Out-gaming the fitness trackers: How I hit 10K steps a day while constantly playing on a handheld PC

I recently justified buying the lovely handheld gaming PC that is the Rog Ally by lying to myself that it was essential exercise equipment. Healthier types than me have been claiming that we need to get at least 10,000 steps a day if we don’t want to drop dead any minute now. As someone not confident that they get 10,000 steps a year, something drastic needed to be done, and I was hardly going to join a gym. No need, not now that I could simply walk around my room playing Forza Horizon 5!

Actually, playing Forza while walking around my front room turned out to be about as smart as playing it while actually driving a car. Likewise, my attempts to play Elden Ring while walking didn’t make a dent in Margit’s health bar, but made plenty in my shins courtesy of my stupid coffee table.

(Image credit: Asus)

Once I’d found more walk-friendly games, I did find this an effective way of gamifying getting my 10,000 daily steps. So I’ve compiled a list of the games I’ve enjoyed walking with the most. You need something engaging enough to take your mind off horrible, horrible exercise. But not so distracting that you end up face planting your windows and never being able to make eye contact with your giggling neighbours ever again. The following games hit that tricky sweet spot beautifully. Make sure you’re walking around in a wide enough space and have removed any stray obstacles/pets/children that could potentially be stamped on. All set? Walk with me! 

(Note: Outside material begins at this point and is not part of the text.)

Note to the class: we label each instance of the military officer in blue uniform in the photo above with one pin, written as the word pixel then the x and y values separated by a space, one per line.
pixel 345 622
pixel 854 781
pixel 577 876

The Case of the Golden Idol

(Image credit: Color Gray Games)

 A set of murder mysteries with a cast so grotesque the murderer was honestly doing them a favour. This detective game uses the immensely satisfying Return of the Obra Dinn info-gathering formula to tell a delightfully macabre tale about an explorer who gets a fun new toy. Idol refuses to hold your hand and forces you to actually think, which pairs well with stomping around your front room, begging your brain to start working. God telling you you’re their personal favourite human being probably doesn’t feel anywhere near as good as finally cracking this game’s cases. Those hideous faces also helpfully reminded me what’ll happen to my lovely face if I don’t get those 10,000 steps in.

Gears Tactics

(Image credit: Gears Tactics)

An even bigger surprise than a chainsaw to the chest cavity was how absurdly great this game turned out to be. Adding a welcome shot of dumb brawn to XCOM’s brains, Gears Tactics rewards grisly executions by giving your units extra turns. This encourages chaining incredibly satisfying gore-soaked murder sprees that often earn me some worried stares on the bus, so I prefer to enjoy it on a lonesome walk instead.